McLaren Claims ‘Strong Interest’ in LMP1 Future

Team boss Zak Brown admits that McLaren is intrigued by the prototype category’s new direction.

byCaleb Jacobs|
McLaren News photo

McLaren announced in August that it may consider rejoining Le Mans competition if the series' top LMP1 class became less expensive. With new regulations in the works, it seems as if the Woking-based company could have its wishes answered. Team executive Zak Brown was part of a recent roundtable meeting involving potential manufacturers in the World Endurance Championship's future, and as he told, McLaren is actively weighing its options on becoming a full-time competitor. 

The revised rules are set to be proposed before the World Motor Sport Council in December with the intent of applying them in the 2020/2021 'super season'. Expenses are the major concern with these regulation shifts, and with Porsche leaving the series after this year, the WEC is looking to draw in as many new teams as possible. This includes manufacturer support to compete with Toyota, the sole factory-backed entrant for next season.

Brown explained the company's stance on its future within the sport's top class: "We like lots of what they are saying: with the budgets and the level of technology they are talking, it's heading in a direction that means there is a strong interest on our part." He then noted that McLaren has dedicated someone to go to future meetings and look into this" as well. 


By building its own LMP1 car, McLaren would give team driver and two-time F1 champion Fernando Alonso the chance to compete in one sector of the motorsport "Triple Crown" without going outside the company.

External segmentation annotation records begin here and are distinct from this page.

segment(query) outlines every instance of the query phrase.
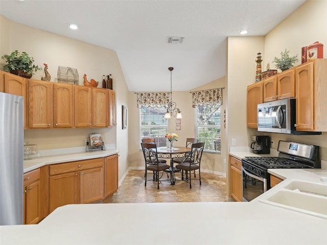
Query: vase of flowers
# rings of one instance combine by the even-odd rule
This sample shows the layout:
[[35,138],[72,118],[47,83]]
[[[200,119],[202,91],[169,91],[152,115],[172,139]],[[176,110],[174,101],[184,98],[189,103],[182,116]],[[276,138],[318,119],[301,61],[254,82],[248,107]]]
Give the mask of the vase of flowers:
[[174,141],[178,141],[177,140],[178,135],[175,133],[170,134],[169,133],[167,133],[165,137],[166,137],[169,141],[169,145],[168,146],[169,149],[171,150],[174,150]]

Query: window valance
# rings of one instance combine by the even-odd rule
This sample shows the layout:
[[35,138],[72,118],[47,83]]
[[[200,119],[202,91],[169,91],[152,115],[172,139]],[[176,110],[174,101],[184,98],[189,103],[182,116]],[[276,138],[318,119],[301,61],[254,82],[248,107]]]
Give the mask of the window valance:
[[136,104],[138,108],[167,108],[169,103],[169,92],[143,92],[136,93]]
[[192,93],[192,107],[199,106],[221,106],[223,104],[223,88],[194,91]]

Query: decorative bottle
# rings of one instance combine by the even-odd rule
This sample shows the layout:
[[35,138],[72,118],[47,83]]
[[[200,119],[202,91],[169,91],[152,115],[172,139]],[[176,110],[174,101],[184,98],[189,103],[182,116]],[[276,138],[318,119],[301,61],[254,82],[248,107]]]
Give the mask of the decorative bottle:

Reports claim that the Spaniard currently has plans to test with Toyota Gazoo racing at Bahrain this weekend which could potentially lead to a 24 Hours of Le Mans debut in 2018. 

Brown previously mentioned his stance on LMP1, saying he's a "big fan" of the hybrid technology used in the category. He added that McLaren would consider joining in if the budget was brought down to $20 million, a possible achievement under the soon-to-be-proposed rules.